3話 転生魔王には友だちがほぼいない2

「それよりクラッド」


 ティーカップを机に置いた父さんが姿勢を正し、珍しく厳しい表情を俺に向けて口を開く。


「もっと同年代の友だちを作りなさい」

「友達……。アゲラタムがいるけど……ダメ?」


 今名を挙げた人物を友だちにカウントすべきか判断に迷うが、残念なことに他の友だちはいない。

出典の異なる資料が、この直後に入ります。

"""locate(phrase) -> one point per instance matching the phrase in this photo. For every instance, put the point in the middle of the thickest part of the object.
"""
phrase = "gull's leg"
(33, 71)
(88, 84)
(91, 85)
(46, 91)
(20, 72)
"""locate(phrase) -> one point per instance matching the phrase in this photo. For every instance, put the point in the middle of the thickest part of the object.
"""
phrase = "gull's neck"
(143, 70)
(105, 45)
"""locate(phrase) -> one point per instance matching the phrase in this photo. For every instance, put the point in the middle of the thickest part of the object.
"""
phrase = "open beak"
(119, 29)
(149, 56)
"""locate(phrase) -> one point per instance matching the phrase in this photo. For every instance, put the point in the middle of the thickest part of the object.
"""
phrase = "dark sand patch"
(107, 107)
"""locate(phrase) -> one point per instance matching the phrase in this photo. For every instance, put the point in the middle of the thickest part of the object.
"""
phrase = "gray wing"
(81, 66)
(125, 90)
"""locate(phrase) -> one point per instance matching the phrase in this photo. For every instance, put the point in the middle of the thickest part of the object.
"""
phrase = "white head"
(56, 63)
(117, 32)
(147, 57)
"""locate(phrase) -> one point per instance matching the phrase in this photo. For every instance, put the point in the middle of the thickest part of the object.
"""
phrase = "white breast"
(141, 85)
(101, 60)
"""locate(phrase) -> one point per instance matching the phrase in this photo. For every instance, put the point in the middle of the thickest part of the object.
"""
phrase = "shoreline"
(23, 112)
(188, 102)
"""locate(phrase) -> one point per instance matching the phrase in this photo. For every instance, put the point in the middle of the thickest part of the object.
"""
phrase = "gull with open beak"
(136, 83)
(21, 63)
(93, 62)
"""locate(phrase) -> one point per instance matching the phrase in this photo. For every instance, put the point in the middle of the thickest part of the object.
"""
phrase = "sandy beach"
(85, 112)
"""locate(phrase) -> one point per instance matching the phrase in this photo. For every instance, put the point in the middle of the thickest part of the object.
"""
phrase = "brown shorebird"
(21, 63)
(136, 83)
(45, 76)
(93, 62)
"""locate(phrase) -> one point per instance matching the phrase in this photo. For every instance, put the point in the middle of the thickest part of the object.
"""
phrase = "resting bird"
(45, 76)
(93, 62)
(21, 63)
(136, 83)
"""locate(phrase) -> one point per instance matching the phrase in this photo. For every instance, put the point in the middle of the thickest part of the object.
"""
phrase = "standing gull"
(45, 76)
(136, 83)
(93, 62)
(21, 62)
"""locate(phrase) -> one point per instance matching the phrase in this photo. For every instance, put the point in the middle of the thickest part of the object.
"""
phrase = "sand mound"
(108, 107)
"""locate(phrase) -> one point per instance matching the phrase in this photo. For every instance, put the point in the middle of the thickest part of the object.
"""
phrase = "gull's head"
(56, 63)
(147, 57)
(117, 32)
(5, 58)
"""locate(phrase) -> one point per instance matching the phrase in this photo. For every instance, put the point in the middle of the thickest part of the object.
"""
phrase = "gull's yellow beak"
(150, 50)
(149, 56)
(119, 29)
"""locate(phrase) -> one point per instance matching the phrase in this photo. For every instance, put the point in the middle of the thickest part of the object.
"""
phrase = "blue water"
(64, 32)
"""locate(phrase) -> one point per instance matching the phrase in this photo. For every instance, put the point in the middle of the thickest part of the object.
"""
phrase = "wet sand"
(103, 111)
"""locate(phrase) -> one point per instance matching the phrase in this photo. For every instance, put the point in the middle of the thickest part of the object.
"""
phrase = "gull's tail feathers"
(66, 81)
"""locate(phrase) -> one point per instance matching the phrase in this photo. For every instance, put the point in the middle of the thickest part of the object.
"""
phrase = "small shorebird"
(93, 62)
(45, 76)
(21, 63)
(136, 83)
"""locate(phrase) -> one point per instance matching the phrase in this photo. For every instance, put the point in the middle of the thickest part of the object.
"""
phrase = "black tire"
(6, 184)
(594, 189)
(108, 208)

 俺の交友関係の少なさを知ると、父さんは一瞬で威厳を崩れさせ、困り顔を見せた。


「あの子だけなのもなあ。クラッドはまだ小さいし、息子の友だちが一人だけって言うのは父さんとしては悲しいし、先が心配だよ」

「多ければ良いの?」

「そう言う訳でもないよ、でもクラッドは寂しくないのかい?」

「うーん、それよりも輪の中に入りづらいの。俺と同じようなのっていないし」

「あー……それは……ごめん……」

「あ、父さんのせいじゃないよ。そんなことで謝らないでよ」


 直接的でないにせよ俺が混血であることを理由にしてしまった。

 意図せず責めてしまったその言葉に落ち込んむ父さんをフォローする。


 元はと言えば俺が混血なのは前世の俺の行動の結果。

 当事者になったからと言って尻込みするのも良くないか。


 とは言え、輪に入りにくい理由は、今世での俺自身のとある言動によるものもある。


「うーん……」


 その時の記憶を思い返し、出そうになった溜め息を無理矢理に誤魔化してうなってみせる。


 一言で言うと俺は小馬鹿にされているのだ。


 その出来事はもう忘れて欲しく、黒歴史を抉るあだ名もそろそろ止めてほしい。

 心底そう思うが、街の子どもたちは容赦なく俺の心を抉る。

 恥ずかしいのを堪えれば良いだけだが、出来ればほとぼりがさめるまで静かにしていたい。

 そんな時はこの街にいる限りは訪れないと予想できるため、手詰まり状態だ。


「そんないやそうな顔して……」


 溜め息は堪えられたが、表情は素直だったようだ。


「な、なんでもないよ。ちょっとは……努力してみるよ」


 どうやって?と内心自分に突っ込みを入れるが、あいにくと答えは出ない。


「クラッドに限ってそんなことはないと思うけど、いじめられたら父さんに言うんだよ」

「ありがとう、父さん」


 父さんに言ったところで何の解決にもならないが、その優しさに俺の心は暖かさを覚えるのだった。


「そう言えば、父さんはどうして母さんと結婚したの?」

「父さんの、一目惚れだよ」

「へー」


 問いかけると父さんはすぐに遠い目をしてみせた。

 これは聞かなければ良かった案件か。


「母さんはさ、強くて気高くて、とても美しくて……」

「ふーん」

「何度もこの街を守ってくれる姿を見ていると、……その、はは。なんか恥ずかしいな」


 聞き始めたのは俺なのに、興味のなさを表情に出してしまったらしい。

 俺の様子に気づいた父さんは予想よりも早く遠い世界から帰還し、照れた表情を見せて話を切り替えた。